The program works in three phase :
Using boost file system, it will scan the give folder for all files. This is done using recursive_directory_iterator which will recuse in all sub-folders.
- For each fs::path :
- compute the CRC32 of the file using some bytes or the file name.
- match the CRC32 against a multimap.
- if we have CRC32 match ( one or more ), it will then compare the filename and/or data. ( We can have collision in the hash, hence the multimap ).
- if we have a match, it will happen the fs::path to a list of duplicate, which is a map, indexed by the first fs::path found.
- if we do not have a match, the CRC32 and the fs::path is added to the multimap.
Function : find_duplicate, file_compare, file_crc, find_duplicate
After the first phase, we have a list of files that are duplicated, we know need to merge them when they belongs to the same folder ( as well as indicating which files are equal when the filename is not the same ).
Note : an entry of a duplicate contains a list of fs::path that are equals
To do that :
- For each entry in duplicate
- build a string from the parent_path of all fs::path in the entry.
- build a set of the filename from the fs::path, so that we can display duplicate with different filename.
- insert inside a map, using the parent_path concatenated string as the key, the concatenation of the set of filename.
Function : reduce_result
After we reduced our result, display is very easy, we just go through the reduced map, display the key ( which is the concatenation of all paths ), and then display the set of files that matches.
After consideration, I think the code is cleaner / leaner like this. I like C++ as much as I like C, and since there is no complex interaction between data, or no generecity that can be sanely applied, I think it was the best choice.
Code wise, I tried to be as clean as possible, without thinking to much about memory optimization. It is certainly possible to store some of the data into a temp database, on disk, so that it will not clutter the memory.
Memory which is one of the point where the program can crash : every temp steps are stored in memory, which means that if we scan a big hierarchy, it can die out of memory.
I did not consider threading, my experience with file system and hard-drive told me that we will be mainly be io bound, so threading will actually create more contention.

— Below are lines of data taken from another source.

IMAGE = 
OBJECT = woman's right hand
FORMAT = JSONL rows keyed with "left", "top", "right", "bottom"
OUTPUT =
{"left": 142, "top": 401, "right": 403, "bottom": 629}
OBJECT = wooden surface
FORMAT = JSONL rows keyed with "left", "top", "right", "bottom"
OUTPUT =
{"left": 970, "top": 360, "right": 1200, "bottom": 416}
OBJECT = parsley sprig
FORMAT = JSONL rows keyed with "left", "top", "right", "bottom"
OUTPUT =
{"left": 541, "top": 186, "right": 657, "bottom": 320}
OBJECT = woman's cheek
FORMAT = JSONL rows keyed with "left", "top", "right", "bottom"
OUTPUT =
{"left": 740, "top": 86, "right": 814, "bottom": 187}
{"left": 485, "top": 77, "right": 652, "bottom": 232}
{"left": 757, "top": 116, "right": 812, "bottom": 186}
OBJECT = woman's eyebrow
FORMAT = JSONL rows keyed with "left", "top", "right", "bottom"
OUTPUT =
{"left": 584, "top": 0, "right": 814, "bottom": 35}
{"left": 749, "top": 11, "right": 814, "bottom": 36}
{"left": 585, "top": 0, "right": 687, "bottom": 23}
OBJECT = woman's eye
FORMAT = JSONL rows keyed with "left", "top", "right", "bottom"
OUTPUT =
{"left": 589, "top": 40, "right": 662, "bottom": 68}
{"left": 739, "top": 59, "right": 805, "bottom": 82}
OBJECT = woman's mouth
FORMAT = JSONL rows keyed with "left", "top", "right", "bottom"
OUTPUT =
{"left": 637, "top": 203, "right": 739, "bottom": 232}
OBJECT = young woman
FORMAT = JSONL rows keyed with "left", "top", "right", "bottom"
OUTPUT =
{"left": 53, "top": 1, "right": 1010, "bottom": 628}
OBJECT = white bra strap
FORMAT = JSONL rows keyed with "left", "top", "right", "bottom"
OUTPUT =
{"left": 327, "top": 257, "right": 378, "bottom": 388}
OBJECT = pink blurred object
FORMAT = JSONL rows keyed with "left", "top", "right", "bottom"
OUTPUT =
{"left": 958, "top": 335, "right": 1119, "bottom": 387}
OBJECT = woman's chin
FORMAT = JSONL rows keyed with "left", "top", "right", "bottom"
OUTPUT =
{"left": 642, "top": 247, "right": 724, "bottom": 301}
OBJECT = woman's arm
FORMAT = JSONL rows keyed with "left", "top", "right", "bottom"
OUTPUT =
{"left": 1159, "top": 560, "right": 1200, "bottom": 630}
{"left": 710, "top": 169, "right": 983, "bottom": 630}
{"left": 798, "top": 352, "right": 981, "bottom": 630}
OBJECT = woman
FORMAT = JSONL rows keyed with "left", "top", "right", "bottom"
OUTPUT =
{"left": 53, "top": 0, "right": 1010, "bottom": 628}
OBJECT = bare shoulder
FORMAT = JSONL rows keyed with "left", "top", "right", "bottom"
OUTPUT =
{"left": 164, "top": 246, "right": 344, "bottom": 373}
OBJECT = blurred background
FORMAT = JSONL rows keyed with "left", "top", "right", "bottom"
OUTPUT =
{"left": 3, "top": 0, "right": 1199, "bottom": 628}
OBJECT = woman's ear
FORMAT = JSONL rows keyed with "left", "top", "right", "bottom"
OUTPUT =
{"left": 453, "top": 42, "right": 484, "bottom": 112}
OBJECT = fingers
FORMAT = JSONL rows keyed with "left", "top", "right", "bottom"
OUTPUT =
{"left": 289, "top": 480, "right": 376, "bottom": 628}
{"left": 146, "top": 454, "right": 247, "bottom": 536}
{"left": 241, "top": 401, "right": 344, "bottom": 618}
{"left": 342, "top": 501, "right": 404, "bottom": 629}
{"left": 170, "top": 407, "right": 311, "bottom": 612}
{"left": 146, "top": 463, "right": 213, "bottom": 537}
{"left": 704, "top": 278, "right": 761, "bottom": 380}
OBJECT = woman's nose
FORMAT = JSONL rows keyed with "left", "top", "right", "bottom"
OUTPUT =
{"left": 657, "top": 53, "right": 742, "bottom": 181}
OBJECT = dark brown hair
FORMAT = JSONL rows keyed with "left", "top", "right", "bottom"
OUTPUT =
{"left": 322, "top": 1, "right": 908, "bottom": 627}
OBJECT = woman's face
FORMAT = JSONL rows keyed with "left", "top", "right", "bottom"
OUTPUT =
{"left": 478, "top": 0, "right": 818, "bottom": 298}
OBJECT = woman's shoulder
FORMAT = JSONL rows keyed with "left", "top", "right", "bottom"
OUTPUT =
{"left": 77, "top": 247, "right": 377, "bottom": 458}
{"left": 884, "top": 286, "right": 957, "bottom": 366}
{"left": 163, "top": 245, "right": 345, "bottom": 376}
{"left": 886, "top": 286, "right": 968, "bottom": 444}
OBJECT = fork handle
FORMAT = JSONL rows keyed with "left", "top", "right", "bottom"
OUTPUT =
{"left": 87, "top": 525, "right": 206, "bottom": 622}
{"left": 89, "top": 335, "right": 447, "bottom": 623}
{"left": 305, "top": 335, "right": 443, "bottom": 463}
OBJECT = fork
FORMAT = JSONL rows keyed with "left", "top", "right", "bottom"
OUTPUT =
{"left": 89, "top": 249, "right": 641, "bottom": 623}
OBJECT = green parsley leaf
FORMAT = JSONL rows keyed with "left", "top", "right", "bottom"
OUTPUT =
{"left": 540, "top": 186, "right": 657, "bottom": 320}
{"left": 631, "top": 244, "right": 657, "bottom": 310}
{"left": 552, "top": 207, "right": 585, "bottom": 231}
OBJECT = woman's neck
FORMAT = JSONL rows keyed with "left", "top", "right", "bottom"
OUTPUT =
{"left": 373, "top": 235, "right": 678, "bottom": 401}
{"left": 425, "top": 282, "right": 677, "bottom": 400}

The search can be slow, depending on the amount of files, their size, and the options chosen.
I added a "test" folder that contains the sample case of the subject, with a file in "a" that have filename that is different "X - Copy.txt" but contains the same data as "x". I also added a file in folder C that has the same name "x.txt" but has different data inside.
Command line parsing is not really top notch ( I did not want to use boost program option, as it looked like a bazooka to kill a fly).